Interact with the Attentional Control Data Collection (ACDC). Connect
to the database using connect_to_db()
, build query
statements using add_argument()
and query the database
using query_db()
.
A version of the database is included in the package. You can create
a connection to it using
conn <- connect_to_db(base::system.file("extdata", "acdc.db", package = "acdcquery"))
.
In order to get the latest version of the database, you can download it
from its parent
repo.
To query the database, specify the connection to the database
(obtained via conn <- connect_to_db("path/to/db.db")
), a
list of filter arguments (obtained by using
add_argument()
), and a vector containing the names of the
variables you want returned.
# devtools::install_github("SLesche/acdc-query")
library(acdcquery)
db_file <- base::system.file("extdata", "acdc.db", package = "acdcquery")
conn <- connect_to_db(db_file)
# You may also download the latest version of the database and connect to that
# conn <- connect_to_db("path/to/db.db")
arguments <- list()
arguments <- add_argument(
list = arguments,
conn = conn,
variable = "n_participants",
operator = "greater",
values = 200
)
arguments <- add_argument(
list = arguments,
conn = conn,
variable = "task_name",
operator = "equal",
values = c("stroop", "flanker")
)
requested_vars <- c("rt", "accuracy", "n_participants")
df <- query_db(conn, arguments, requested_vars)
You can install this package via
devtools::install_github("SLesche/acdc-query")
. You may
need to update imported packages.
This package is designed for use in R 4.2.2. It imports the packages DBI and RSQLite.
Querying is accomplished by lower level functions using user input to
construct an SQL-query which is then applied to the database. To query
the full database and select a subset of variables to be returned,
functions locate the tables in which the requested variables are present
and construct an SQL query selecting those rows of the the target table
that match the filter arguments in the respective tables. If multiple
filter arguments are present, the variable
argument_relation
controls how these are combined.
This database consists of multiple tables, each with variables potentially used when filtering. You are be able to filter based on any argument in any table (and even multiple arguments each located in different tables) and return the requested variables. These returned variables may themselves be located in different tables.
query_db()
requires 3 main inputs. The connection to the
database conn
, a vector of the requested variables to be
returned to the user target_vars
and a list of the filter
arguments arguments
. The function
add_argument()
can be used for creating this list of filter
arguments. Its objective is to provide a user-friendly way of specifying
the variable and conditions used when filtering the database. To use
add_argument()
, users have to provide the connection to the
database conn
, which allows the function to validate that
the variable is present in the database and locate the table in which
the variable is present. Furthermore, users need to specify the
variable
, the operator
and the
value
(or values) which make up the filter argument. Please
find an example of creating filter arguments to query the database to
only return entries where the study contains more than 200
participants and the study used either stroop or flanker
tasks below. add_argument()
uses this input to
construct an SQL query that corresponds to the filter condition and
selects the primary key of the table the filter variable is located in
and returns this filter as the next entry in a list.
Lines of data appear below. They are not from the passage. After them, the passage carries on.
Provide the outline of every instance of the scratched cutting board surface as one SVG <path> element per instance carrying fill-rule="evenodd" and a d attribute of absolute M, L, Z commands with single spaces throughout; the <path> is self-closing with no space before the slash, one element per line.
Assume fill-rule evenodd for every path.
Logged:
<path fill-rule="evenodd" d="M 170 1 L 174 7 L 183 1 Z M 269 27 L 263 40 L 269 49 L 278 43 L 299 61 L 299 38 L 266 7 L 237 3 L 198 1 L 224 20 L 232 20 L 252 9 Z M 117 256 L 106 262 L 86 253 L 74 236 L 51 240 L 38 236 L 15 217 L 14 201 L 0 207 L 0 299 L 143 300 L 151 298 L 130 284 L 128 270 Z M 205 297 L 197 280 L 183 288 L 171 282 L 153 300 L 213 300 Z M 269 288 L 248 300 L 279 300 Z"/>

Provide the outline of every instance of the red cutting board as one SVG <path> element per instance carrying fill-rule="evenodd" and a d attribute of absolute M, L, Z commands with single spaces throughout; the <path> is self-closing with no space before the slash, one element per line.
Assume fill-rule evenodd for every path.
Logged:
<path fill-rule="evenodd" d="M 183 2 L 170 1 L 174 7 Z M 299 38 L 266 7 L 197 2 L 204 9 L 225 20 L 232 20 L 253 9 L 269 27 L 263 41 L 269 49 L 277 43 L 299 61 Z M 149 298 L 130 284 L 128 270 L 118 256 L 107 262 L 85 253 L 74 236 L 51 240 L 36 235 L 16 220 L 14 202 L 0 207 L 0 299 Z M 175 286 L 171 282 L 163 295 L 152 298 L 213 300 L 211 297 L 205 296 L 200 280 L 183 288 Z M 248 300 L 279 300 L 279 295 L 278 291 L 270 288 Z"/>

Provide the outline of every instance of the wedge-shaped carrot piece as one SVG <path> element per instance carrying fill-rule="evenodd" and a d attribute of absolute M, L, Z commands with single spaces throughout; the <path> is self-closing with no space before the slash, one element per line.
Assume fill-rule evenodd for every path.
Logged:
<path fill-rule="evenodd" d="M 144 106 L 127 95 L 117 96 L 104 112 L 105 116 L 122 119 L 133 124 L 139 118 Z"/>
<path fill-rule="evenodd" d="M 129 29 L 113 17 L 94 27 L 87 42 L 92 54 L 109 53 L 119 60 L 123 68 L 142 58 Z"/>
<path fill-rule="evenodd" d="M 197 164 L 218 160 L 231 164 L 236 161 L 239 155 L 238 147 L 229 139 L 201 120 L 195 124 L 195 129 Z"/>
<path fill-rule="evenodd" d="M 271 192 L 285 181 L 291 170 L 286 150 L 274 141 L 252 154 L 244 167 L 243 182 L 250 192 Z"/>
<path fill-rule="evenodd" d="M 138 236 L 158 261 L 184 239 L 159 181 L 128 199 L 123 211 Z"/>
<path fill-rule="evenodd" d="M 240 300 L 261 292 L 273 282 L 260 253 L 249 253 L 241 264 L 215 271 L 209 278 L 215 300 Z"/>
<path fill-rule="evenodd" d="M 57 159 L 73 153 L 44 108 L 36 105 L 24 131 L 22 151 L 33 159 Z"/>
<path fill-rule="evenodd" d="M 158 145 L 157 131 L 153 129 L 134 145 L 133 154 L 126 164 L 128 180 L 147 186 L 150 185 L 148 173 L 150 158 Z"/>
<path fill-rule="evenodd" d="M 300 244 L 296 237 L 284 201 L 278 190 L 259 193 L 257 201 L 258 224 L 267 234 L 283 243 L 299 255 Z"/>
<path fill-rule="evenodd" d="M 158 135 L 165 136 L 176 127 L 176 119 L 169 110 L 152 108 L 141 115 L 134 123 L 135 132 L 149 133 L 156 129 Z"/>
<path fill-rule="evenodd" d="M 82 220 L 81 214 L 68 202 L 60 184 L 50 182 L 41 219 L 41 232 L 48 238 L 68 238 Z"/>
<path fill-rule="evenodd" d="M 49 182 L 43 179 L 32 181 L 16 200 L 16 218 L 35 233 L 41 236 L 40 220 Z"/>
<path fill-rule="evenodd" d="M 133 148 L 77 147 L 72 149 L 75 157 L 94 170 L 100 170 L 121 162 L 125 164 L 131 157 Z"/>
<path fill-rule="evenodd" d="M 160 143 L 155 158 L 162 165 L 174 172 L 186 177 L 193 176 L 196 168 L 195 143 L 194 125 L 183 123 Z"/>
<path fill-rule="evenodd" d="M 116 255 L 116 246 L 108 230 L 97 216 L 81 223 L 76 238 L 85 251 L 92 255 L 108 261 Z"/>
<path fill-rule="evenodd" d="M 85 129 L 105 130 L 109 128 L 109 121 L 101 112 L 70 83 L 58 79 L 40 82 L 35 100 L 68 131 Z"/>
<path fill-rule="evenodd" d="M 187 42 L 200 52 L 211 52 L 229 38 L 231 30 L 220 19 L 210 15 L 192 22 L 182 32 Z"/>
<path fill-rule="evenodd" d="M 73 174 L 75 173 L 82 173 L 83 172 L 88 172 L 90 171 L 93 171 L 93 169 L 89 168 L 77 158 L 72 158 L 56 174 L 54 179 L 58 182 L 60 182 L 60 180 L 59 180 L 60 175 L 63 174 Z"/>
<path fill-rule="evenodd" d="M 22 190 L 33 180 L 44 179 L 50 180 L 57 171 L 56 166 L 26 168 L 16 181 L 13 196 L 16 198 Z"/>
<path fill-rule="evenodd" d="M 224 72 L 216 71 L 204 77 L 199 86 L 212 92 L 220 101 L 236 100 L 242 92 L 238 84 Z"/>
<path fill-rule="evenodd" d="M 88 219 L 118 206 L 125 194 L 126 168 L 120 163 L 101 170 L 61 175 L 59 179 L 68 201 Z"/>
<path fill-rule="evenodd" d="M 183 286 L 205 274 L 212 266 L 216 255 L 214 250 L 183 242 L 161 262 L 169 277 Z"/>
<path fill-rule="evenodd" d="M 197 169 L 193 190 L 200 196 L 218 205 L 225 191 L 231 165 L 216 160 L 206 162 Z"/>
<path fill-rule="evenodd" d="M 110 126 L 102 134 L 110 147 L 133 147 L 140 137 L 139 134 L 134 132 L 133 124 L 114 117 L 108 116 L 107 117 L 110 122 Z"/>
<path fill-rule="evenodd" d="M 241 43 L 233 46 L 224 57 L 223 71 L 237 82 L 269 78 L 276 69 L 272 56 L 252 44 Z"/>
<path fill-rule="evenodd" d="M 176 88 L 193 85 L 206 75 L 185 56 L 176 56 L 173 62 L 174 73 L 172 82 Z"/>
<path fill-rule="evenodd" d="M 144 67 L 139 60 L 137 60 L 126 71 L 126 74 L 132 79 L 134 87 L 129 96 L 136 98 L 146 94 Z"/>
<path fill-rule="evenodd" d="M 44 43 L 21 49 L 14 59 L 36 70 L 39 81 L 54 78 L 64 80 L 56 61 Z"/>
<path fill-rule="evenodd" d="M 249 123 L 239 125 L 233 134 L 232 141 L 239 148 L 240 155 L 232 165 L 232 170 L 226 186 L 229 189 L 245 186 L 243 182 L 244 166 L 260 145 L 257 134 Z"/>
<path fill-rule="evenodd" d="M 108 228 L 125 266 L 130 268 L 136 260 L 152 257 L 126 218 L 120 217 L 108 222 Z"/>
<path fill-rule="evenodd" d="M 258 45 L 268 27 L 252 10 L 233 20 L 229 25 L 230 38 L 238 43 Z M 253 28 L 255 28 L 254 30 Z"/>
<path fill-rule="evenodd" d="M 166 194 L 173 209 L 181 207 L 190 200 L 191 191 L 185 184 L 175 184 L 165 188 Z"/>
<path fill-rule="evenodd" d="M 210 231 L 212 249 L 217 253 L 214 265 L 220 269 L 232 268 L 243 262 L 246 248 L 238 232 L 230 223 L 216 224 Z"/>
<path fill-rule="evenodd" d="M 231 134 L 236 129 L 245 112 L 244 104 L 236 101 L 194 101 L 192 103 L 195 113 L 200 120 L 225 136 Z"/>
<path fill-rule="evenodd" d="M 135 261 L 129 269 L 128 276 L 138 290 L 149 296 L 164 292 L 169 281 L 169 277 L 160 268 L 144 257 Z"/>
In the above
example, arguments
is a list of 2 elements. The first being
the character string “SELECT dataset_id FROM dataset_table WHERE
n_participants > 200” and the second the string “SELECT task_id FROM
task_table WHERE task_name = ‘stroop’ OR task_name = ‘flanker’”. Further
information can be found in the functions source code.
conn <- acdcquery::connect_to_db("acdc.db")
arguments <- list()
arguments <- acdcquery::add_argument(
list = arguments,
conn = conn,
variable = "n_participants",
operator = "greater",
values = 200
)
arguments <- acdcquery::add_argument(
list = arguments,
conn = conn,
variable = "task_name",
operator = "equal",
values = c("stroop", "flanker")
)
When using multiple different arguments to filter, you may specify
the operators used to combine these arguments. This can be done via the
argument_relation
argument in the query_db()
function. This argument takes either the strings “and” or “or” or a
numerical vector with length equal to the number of arguments specified.
“and” or “or” result in all arguments being connected via the respective
operator, with “and” being the default option. Passing a numerical
vector allows more complicated logical combinations of filter arguments.
Each entry of the vector should correspond to a filter argument.
Arguments corresponding to the same number in the vector are combined
via an “OR” operator. Arguments corresponding to different numbers are
combined via an “AND” operator.
If you specify 4 arguments A, B, C, D and want to filter the database
such that it meets the conditions A & B & (C | D), the
corresponding argument_relation should be
argument_relation = c(1, 2, 3, 3)
. Note that the number of
arguments, i.e. entries in the arguments
list, should
always be equal to the length of the numerical
argument_relation
vector.
This database contains multiple tables each connected via primary and foreign keys. A forward connection in our terminology is any table whose primary key is listed as a foreign key in the current table. The observation table, for example, has forward connections to the dataset, between, within and condition tables. A backward connection represents the opposite path. The dataset table has a backward connection to the observation table. These two means of connections between tables are relevant when filtering and joining tables.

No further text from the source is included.